The batch mechanisms
Most of the typical batch processing is being made through chunk-oriented steps usage, which is implementing a Read-Process-Write repetitive pattern on data.
Typical chunk oriented step behavior¶
A chunk oriented step is made of:
-
An Item Reader
-
An Item Processor (Optional)
-
An Item Writer
The data to be processed is split into chunks whose size can be optionally defined by using item-count
attribute (= chunk size);
Each chunk is holding its own transaction. The transactional behavior of chunk oriented step is demonstrated by the figure below:
Figure 3.1. Chunk oriented step: basic transactional behavior¶
This is basic behavior, when everything runs smoothly and the step completes gracefully. The Read-Process-Write pattern is running within transaction boundaries.
Each time a transaction is committed, the job repository is being updated, in order to guarantee a potential job restart (provided repository update is being done on a persistent storage).
Now, what if something goes wrong?
Any uncaught exception thrown during Read-Process-Write operation will lead to a rollback of current chunk transaction and will cause the step to FAIL and thus consequently the job to FAIL. If job restartability has been set up, the job repository will be updated on transaction rollback so that job can be restarted later.
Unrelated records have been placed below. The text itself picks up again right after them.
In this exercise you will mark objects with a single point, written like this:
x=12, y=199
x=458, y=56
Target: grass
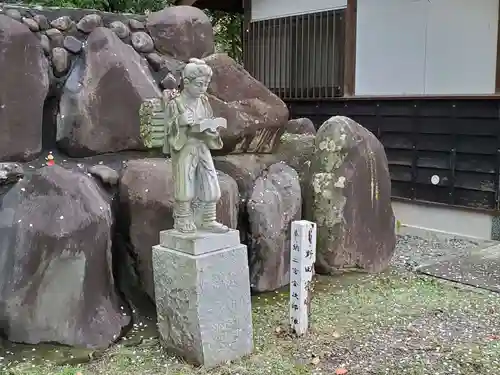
x=356, y=322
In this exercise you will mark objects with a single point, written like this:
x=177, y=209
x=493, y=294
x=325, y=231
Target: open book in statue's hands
x=213, y=124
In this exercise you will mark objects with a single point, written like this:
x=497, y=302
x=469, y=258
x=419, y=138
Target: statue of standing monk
x=191, y=131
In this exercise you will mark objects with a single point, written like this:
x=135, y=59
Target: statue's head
x=196, y=77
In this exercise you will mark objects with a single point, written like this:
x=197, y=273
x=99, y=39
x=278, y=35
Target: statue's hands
x=211, y=133
x=186, y=119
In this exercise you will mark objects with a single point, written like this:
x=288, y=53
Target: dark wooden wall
x=457, y=139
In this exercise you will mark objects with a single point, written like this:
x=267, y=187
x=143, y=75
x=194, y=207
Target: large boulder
x=256, y=117
x=56, y=278
x=297, y=151
x=244, y=169
x=275, y=202
x=182, y=32
x=146, y=208
x=24, y=85
x=350, y=199
x=99, y=107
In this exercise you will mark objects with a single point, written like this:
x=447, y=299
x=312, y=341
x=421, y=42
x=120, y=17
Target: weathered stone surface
x=106, y=174
x=42, y=21
x=142, y=42
x=155, y=60
x=146, y=199
x=10, y=173
x=56, y=37
x=56, y=280
x=300, y=126
x=244, y=169
x=350, y=199
x=256, y=117
x=120, y=29
x=228, y=205
x=182, y=32
x=275, y=202
x=23, y=75
x=72, y=44
x=99, y=107
x=169, y=82
x=14, y=13
x=88, y=23
x=203, y=303
x=297, y=151
x=31, y=23
x=136, y=24
x=62, y=23
x=45, y=43
x=60, y=60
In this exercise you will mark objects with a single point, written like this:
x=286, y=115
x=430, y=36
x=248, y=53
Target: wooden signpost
x=302, y=258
The figure below illustrates that mechanism
Figure 3.2. Chunk oriented step: when transaction roll-back occurs¶
Caution
When for any reason we leave step (either because it completed or failed because of an unexpected exception), job repository is updated; this update uses a transaction of its own, clearly separated from any chunk-related transaction.
The tasklet approach¶
Using Chunk oriented step is not the only option; one can use a tasklet (aka a batchlet) to cover a whole step. A batchlet is a class that implements Summer.Batch.Core.Step.Tasklet.ITasklet
interface.
The transactional support is guaranteed by Summer.Batch.Core.Step.Tasklet.TaskletStep
class, that is in charge of executing batchlet code (see DoExecute
method, that delegates to DoInTransaction
method, that wraps tasklet code effective execution (Execute
method implementation) ).